Route 92 report just a mouse click away

Public can get electronic copy  of 1,200-page document

BY CHARLES W. KIM
Staff Writer
North-South Brunswick Sentinel, May 6, 2004

SOUTH BRUNSWICK — The U.S Army Corps of Engineers’ report on Route 92 is available online.

An electronic version of the corps’ Draft Environmental Impact Study (DEIS) regarding the Turnpike Authority’s controversial $400 million road project is available to the public on the Township’s Web site.

Residents can download a copy of the 1,200-page report at http://www.twp.south-brunswick.nj.us.

The report is available in a PDF format, which can be read by the Adobe Acrobat Reader program, which can also be downloaded at the site.

The report is also available in paper form at the South Brunswick Library.

A public hearing on the report is scheduled for May 20 at the Princeton Radisson Hotel at Route 1 and Ridge Road in South Brunswick.

The corps took on the study after the U.S. Environmental Protection Agency objected to the N.J. Turnpike Authority’s project in 1998.

The project would build a 6.7-mile toll road, connecting interchange 8A of the turnpike to Route 1 in South Brunswick.

The draft report looks at several alternatives to the road, as well as the "preferred alignment" through South Brunswick.

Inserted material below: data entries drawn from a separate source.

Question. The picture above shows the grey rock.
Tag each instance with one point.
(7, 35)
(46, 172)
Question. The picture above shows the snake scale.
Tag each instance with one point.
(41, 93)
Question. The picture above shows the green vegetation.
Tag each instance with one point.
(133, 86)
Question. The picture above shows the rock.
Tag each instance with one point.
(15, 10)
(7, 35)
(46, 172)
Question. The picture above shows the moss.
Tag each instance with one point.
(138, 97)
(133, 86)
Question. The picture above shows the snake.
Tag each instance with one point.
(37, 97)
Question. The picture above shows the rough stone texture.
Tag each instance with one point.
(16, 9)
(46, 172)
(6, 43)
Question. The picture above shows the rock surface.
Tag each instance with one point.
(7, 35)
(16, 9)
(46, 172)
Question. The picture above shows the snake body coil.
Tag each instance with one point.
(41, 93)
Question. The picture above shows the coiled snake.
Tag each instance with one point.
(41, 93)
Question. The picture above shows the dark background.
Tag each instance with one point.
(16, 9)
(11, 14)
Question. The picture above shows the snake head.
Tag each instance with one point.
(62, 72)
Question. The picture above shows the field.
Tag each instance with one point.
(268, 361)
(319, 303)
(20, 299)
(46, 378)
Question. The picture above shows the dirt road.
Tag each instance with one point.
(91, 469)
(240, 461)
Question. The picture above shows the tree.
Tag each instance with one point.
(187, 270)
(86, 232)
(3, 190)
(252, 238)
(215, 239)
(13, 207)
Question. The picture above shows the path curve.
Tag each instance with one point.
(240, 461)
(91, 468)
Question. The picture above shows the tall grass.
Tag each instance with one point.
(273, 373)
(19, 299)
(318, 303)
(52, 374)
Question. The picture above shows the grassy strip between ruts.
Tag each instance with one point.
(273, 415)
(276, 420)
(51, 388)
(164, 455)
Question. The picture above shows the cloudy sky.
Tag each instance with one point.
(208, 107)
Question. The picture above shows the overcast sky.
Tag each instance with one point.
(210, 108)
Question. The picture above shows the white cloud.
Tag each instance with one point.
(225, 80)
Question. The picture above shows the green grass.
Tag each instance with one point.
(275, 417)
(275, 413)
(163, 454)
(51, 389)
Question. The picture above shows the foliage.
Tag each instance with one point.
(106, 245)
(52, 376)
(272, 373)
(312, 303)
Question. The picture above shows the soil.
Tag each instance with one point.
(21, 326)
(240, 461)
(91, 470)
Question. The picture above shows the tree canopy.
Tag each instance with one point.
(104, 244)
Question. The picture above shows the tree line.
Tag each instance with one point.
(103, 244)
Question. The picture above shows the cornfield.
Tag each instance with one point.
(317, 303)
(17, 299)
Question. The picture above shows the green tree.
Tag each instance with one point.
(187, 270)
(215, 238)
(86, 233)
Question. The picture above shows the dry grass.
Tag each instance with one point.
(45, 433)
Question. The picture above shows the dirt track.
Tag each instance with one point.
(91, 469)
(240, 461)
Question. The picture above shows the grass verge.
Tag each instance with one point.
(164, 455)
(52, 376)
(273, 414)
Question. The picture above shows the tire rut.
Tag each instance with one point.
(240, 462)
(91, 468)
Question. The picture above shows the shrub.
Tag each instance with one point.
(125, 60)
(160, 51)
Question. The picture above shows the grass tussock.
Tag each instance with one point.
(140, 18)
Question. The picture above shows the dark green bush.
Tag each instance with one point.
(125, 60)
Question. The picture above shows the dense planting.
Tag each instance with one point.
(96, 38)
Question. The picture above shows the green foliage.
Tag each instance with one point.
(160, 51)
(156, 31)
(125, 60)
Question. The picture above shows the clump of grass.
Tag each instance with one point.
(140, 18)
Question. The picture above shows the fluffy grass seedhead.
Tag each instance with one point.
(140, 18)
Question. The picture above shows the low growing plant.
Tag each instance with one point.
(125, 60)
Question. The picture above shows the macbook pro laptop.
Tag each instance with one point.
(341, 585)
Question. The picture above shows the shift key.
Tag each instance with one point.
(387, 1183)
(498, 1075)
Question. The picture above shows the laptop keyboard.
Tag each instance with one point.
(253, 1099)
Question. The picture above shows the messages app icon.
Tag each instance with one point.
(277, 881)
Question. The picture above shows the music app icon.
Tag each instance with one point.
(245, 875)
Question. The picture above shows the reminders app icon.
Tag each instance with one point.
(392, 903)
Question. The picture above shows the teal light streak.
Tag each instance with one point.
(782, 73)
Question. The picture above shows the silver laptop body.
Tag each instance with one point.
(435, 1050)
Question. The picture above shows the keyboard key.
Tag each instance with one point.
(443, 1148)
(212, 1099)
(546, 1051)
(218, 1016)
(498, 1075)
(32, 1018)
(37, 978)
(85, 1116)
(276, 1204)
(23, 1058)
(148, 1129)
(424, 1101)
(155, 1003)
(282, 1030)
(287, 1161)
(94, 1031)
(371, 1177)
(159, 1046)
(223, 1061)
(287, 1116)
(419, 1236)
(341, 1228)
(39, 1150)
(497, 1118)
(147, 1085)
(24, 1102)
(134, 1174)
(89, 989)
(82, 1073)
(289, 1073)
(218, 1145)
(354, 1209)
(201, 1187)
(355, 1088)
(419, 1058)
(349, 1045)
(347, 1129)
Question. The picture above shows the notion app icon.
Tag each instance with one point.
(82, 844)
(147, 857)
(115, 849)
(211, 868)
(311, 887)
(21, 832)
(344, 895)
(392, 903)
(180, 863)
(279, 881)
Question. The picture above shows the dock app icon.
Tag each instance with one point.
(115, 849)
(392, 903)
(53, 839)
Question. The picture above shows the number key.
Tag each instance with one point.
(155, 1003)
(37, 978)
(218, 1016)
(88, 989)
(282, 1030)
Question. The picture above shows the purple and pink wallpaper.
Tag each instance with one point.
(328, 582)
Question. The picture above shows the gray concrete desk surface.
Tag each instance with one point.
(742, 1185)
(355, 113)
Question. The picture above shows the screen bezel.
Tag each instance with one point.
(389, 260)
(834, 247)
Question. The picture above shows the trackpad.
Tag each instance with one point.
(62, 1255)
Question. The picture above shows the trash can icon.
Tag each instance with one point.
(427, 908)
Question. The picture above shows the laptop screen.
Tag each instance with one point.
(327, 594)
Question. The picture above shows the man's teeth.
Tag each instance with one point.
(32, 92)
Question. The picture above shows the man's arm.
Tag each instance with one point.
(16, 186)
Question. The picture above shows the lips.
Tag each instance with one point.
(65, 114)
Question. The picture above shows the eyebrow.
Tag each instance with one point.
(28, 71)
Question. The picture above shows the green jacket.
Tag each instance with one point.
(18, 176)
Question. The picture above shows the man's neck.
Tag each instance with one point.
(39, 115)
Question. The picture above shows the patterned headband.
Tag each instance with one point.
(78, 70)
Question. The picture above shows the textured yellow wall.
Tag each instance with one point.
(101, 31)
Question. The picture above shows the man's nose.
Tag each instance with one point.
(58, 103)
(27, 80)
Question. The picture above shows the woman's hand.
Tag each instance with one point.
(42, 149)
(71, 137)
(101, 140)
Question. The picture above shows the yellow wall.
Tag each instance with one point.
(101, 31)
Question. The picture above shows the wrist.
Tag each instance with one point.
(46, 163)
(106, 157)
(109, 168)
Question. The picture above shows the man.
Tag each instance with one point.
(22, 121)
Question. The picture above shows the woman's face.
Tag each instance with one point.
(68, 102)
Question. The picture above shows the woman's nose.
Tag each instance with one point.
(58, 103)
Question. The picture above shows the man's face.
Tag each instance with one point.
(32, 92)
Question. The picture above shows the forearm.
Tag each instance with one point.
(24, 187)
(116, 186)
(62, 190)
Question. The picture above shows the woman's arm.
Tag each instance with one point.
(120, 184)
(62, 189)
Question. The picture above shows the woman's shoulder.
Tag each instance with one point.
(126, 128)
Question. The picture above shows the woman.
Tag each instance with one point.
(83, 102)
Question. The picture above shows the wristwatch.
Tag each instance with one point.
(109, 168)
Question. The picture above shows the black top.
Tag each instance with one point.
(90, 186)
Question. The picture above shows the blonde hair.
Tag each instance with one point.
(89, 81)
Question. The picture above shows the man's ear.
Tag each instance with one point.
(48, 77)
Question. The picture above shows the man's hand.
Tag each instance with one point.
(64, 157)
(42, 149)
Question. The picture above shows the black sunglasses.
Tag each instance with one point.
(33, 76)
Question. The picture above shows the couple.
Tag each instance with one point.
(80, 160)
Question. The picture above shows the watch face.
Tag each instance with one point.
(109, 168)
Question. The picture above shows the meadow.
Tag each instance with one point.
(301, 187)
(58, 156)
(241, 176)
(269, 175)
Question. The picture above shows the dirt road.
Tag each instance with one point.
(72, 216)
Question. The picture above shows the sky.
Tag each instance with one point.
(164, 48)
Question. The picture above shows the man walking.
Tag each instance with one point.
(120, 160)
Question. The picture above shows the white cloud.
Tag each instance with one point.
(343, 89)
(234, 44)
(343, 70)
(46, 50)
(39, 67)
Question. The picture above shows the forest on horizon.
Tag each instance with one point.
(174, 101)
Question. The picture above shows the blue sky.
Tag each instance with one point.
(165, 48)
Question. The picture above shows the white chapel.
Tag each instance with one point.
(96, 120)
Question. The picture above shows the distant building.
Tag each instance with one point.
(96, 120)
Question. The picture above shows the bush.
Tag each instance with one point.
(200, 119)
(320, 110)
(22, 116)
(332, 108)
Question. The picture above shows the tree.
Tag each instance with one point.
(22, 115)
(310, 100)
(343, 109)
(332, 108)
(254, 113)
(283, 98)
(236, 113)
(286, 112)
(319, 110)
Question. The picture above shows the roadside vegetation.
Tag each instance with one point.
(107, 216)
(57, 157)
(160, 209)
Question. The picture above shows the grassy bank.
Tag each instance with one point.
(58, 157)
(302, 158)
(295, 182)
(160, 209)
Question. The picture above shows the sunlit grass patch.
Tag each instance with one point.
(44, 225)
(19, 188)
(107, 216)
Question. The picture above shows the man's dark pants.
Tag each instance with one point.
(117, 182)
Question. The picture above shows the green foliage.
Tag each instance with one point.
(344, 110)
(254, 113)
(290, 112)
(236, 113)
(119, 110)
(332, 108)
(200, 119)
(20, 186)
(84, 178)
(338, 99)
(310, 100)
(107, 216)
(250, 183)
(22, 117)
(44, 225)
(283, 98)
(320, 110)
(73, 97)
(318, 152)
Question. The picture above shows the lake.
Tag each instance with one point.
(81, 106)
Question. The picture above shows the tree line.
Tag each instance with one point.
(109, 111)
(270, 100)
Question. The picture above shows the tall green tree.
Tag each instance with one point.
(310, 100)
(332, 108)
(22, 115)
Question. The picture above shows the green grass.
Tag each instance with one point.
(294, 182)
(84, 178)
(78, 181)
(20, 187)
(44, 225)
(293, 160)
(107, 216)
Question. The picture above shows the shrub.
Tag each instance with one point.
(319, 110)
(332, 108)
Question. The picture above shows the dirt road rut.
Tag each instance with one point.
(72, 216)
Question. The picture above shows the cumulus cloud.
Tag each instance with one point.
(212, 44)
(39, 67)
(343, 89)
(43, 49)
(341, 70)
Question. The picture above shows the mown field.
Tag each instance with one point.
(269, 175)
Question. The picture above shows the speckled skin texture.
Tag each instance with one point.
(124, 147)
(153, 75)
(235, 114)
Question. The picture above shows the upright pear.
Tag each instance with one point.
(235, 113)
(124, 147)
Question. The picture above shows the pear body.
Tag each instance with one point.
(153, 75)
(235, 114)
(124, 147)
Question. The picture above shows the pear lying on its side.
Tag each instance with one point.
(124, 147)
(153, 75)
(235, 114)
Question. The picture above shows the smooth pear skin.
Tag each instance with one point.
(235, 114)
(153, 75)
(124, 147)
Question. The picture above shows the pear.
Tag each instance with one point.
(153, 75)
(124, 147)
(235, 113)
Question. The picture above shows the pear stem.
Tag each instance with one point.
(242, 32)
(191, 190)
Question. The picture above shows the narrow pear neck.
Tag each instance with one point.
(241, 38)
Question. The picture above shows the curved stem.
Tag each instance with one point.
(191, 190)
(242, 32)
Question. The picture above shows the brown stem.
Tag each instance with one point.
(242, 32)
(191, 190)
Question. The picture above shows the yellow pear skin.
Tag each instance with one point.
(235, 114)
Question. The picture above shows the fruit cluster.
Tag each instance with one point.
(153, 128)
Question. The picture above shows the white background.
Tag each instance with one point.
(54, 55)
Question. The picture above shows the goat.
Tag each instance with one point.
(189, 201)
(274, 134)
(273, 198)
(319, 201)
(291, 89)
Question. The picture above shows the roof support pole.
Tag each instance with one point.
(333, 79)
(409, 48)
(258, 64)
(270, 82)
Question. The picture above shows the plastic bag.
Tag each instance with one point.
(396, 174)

The report states that 12.03 acres of land would be permanently filled for the project, and another 2.9 acres would be filled during construction of the road.

In addition to studying the road’s construction, the report also looked at intersections in the region that Route 92 is believed will benefit.

The EPA objected in 1998 to the state Department of Environmental Protection’s issuing a permit to fill 12 acres of wetlands to build the road.

Under section 404 of the Federal Clean Water Act, New Jersey is one of two states allowed to issue these permits. The EPA, however, can object to a project based on the number of acres to be filled. It exercised that objection in September 1998, sending the application to the Army Corps for a decision.

The corps held a public hearing in 1999 to determine what should be included in the report. The day of the hearing, the DEP issued a permit to the turnpike. That permit, good for five years, expired at the end of last month.

The authority said that it will apply for another permit.